O crime de difamação, assim como o de injúria, são ilícitos que ofendem o mesmo bem jurídico e, nas palavras do Prof. ADRIANO DE CUPIS, "a característica distintiva destas duas infracções é constituída respectivamente pela presença e pela ausência da pessoa ofendida (Veja-se ainda o Acórdão do Tribunal da Relação de Évora de 8.5.1984 in CJ,1984,3,343): estando presente a pessoa, dá-se o crime de injúria (.4; no caso contrário verifica-se o de difamação, A difamação é punida mais gravemente que a injúria porque, se o lesado está ausente, não tem a possibilidade de reagir, defendendo-se," (Ver "Os Direitos da Personalidade",pág. 112, tradução portuguesa, Lisboa, 1961). Outra nota importante a reter aqui é que para a existência dos crimes de difamação e de injúrias não se torna necessário o dolo específico, isto é, a concreta intenção de atingir a honra ou a consideração do visado, entendidas como a merecida e fundada pretensão de respeito da pessoa no contexto das relações de comunicação e interacção social em que é chamada a viver. A lei basta-se com a intenção da prática do facto, aquilo a que poderemos chamar o dolo genérico. Pese embora haja opiniões contrárias, a nossa jurisprudência é claramente majoritária no sentido apontado  (vd.v.g.BMJ,358,606;C.J,XIII,1,233;BMJ,374,218;BMJ,370,292;CJ,XV,4,171; BMJ,369,593).

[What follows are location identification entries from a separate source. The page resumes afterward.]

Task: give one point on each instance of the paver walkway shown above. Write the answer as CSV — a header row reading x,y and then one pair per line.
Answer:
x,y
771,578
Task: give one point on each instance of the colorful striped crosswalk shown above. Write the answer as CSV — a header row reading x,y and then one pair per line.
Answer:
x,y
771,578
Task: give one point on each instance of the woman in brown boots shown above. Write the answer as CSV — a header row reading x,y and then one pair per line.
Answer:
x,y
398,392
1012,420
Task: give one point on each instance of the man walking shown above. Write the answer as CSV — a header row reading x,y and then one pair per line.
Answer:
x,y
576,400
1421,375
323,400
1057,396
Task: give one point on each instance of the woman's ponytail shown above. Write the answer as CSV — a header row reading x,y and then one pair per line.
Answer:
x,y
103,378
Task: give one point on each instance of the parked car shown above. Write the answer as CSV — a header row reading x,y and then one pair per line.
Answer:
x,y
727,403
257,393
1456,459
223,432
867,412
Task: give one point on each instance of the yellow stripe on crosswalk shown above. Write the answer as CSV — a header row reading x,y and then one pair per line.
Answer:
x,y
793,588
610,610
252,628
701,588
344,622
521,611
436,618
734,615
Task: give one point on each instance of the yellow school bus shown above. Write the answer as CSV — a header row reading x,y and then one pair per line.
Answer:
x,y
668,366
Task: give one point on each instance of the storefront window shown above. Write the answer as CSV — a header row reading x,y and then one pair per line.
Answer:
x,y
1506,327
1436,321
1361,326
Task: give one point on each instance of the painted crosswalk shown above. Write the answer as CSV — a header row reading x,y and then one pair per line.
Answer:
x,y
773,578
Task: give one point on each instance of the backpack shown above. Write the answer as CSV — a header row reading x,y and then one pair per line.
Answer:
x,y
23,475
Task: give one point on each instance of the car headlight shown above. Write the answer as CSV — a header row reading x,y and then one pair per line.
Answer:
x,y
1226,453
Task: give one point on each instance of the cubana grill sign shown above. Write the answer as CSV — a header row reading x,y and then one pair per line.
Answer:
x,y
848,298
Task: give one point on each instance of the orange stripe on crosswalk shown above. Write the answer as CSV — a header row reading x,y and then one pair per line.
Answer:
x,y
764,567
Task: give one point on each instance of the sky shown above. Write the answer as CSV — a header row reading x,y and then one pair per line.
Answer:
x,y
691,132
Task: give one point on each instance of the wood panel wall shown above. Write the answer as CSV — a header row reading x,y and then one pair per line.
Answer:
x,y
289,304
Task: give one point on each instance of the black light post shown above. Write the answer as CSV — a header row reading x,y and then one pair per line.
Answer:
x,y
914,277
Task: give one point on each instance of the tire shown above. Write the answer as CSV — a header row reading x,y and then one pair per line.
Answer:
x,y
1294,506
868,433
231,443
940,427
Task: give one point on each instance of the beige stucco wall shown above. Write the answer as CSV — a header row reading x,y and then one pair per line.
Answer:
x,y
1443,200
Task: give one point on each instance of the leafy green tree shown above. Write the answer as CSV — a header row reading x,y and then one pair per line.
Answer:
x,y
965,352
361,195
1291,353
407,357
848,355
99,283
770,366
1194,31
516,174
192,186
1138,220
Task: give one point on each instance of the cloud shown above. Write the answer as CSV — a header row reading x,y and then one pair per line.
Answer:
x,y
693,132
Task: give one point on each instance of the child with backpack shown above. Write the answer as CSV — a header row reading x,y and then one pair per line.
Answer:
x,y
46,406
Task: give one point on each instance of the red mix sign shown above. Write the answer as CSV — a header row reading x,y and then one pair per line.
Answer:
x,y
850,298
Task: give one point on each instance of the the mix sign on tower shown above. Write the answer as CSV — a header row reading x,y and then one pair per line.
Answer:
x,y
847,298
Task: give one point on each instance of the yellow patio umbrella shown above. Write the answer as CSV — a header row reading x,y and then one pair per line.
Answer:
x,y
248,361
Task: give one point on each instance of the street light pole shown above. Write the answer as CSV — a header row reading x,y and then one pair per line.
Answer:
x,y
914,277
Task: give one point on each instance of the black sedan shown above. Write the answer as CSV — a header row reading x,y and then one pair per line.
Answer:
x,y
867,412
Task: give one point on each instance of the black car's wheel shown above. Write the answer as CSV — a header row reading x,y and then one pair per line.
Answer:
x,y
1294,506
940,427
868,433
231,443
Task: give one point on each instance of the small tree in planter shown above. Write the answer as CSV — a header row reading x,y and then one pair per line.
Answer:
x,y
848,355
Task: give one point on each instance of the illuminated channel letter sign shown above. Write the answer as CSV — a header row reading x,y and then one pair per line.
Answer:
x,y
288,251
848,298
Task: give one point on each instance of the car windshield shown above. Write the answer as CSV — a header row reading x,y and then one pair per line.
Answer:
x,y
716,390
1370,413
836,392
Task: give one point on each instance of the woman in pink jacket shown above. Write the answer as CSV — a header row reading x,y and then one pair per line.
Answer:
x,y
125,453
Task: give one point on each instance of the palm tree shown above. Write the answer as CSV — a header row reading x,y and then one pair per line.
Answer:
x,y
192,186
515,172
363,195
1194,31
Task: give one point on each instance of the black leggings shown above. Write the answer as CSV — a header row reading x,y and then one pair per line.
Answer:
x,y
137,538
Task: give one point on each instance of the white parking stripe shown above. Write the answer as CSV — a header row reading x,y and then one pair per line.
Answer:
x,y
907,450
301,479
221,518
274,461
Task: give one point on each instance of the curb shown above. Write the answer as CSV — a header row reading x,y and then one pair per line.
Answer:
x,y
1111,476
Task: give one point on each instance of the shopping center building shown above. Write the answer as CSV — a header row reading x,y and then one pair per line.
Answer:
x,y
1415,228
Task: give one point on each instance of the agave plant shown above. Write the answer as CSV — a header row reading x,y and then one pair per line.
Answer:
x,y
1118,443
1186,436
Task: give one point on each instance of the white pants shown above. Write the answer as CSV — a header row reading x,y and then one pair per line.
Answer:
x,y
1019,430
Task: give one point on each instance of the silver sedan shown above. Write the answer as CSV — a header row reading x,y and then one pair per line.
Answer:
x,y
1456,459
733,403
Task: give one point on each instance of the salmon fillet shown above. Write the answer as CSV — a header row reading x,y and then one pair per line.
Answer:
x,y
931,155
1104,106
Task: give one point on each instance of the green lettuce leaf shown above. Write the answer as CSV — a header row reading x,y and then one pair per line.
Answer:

Por fim, o crime de difamação (bem como o crime de injúrias) é um crime de perigo e não um crime de dano, pois que se consuma com a prática da conduta típica, independentemente de curar de saber se a honra e consideração do visado foram efectivamente atingidas (cf. Ac. TRC de 13.4.1994, in BMJ,436,453).
Vejamos:
Alega o arguido que em 19.10.2015, as arguidas deram entrada em tribunal de uma contestação onde utilizam várias expressões: "o assistente procurava a atenção da arguida AA com quem conversava; a arguida não via nisso segunda intenção uma vez que o assistente era pessoa de idade já muito avançada; a carta que o assistente enviou à arguida AA demonstra que a sua intenção não era desinteressada".
São estas as expressões que o assistente entende terem sido escritas pelas arguidas, em contestação a processo crime, e que são "falsas e despudoradas" (cf. art.° 16.º, al. a), b) e c), da acusação particular.
De toda a acusação, não resulta que o assistente conteste que:
- procurasse a atenção arguida AA;
- conversasse com a arguida AA;
- fosse pessoa de idade muito avançada;
- tivesse enviado uma carta à arguida AA.
 O que o assistente contesta, isso sim, é a intenção que a arguida AA atribui ao facto de o assistente procurar a sua atenção, conversar consigo e ter-lhe enviado uma carta e um postal do Brasil.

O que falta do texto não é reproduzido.